But more than 100 years later, the now 50th state – surrounded by water and with limited distances to drive – is playing a key role in future automotive-technology development.

The latest evidence of that is General Motors’ plan to install 20-25 hydrogen fueling stations on the island of Oahu by 2015. Dubbed the Hawaii Hydrogen Initiative, or H2I, the program will make hydrogen available to all of Oahu’s 1 million residents, the auto maker says.

The objective is to wean the market off its 90% dependence on imported oil, but maybe more importantly it also will provide a cost-effective, real-world lab for fuel-cell vehicles that could lead to proliferation of the technology in other markets.

H2I is the next step in GM’s Project Driveway FCV program that already has put more than 100 hydrogen-powered Equinox cross/utility vehicles into small demonstration fleets around the U.S. and elsewhere.

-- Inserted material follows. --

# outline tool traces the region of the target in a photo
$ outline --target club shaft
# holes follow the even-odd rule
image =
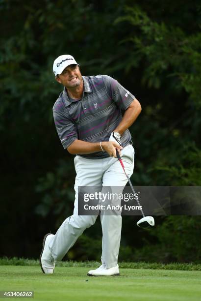
[[[128,183],[129,183],[129,185],[130,186],[130,188],[131,188],[131,189],[132,190],[132,192],[133,192],[134,195],[135,195],[135,190],[134,190],[133,186],[132,185],[132,183],[130,181],[130,179],[129,178],[128,176],[127,175],[126,173],[126,172],[125,167],[124,163],[123,163],[123,162],[122,161],[122,159],[120,155],[119,154],[119,152],[117,150],[117,157],[118,158],[118,160],[120,161],[120,162],[121,163],[121,165],[122,166],[122,168],[123,169],[124,173],[125,173],[125,174],[126,178],[127,178],[127,180],[128,180]],[[140,202],[138,201],[138,199],[137,199],[136,201],[137,201],[137,202],[139,206],[140,207],[141,207],[141,205],[140,204]],[[142,212],[142,215],[143,215],[143,217],[145,217],[145,215],[144,214],[144,212],[143,212],[142,209],[140,209],[140,211],[141,211]]]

The auto maker says it is expanding its cooperation with Oahu-based The Gas Co., which has been supplying hydrogen fuel for the Equinox FCV program in Hawaii, and is working with several other companies, agencies and universities to bring the hydrogen infrastructure program to fruition.

“In Hawaii, we want to address the proverbial chicken or egg dilemma,” Charles Freese, executive director of GM Fuel Cell Activities, says in a statement. “There has always been a looming issue over how to ensure that the vehicles and the necessary hydrogen refueling infrastructure are delivered to market at the same time. Our efforts in Hawaii will help us meet that challenge.

“Once the key hydrogen infrastructure elements are proven in Hawaii, other states can adopt similar approaches,” Freese says. “Germany, Japan and Korea are all building hydrogen infrastructures within this same timeframe. The work in Hawaii can provide a template for other regions.”

GM isn’t alone in identifying Hawaii as the perfect place to try to begin selling the buying public on new technology.

California’s Better Place has pegged the state as a potential testing ground for its electric-vehicle battery-swap initiative, following a rollout of its change-on-the-fly concept in Israel, Denmark and Australia. Earlier this year, Nissan inked a pact with the state government to develop a public EV-charging infrastructure.

California may drive the car-buying fashion trends of today, but keep an eye on Hawaii. It may tell us a lot about what type of vehicles people will be willing to purchase tomorrow.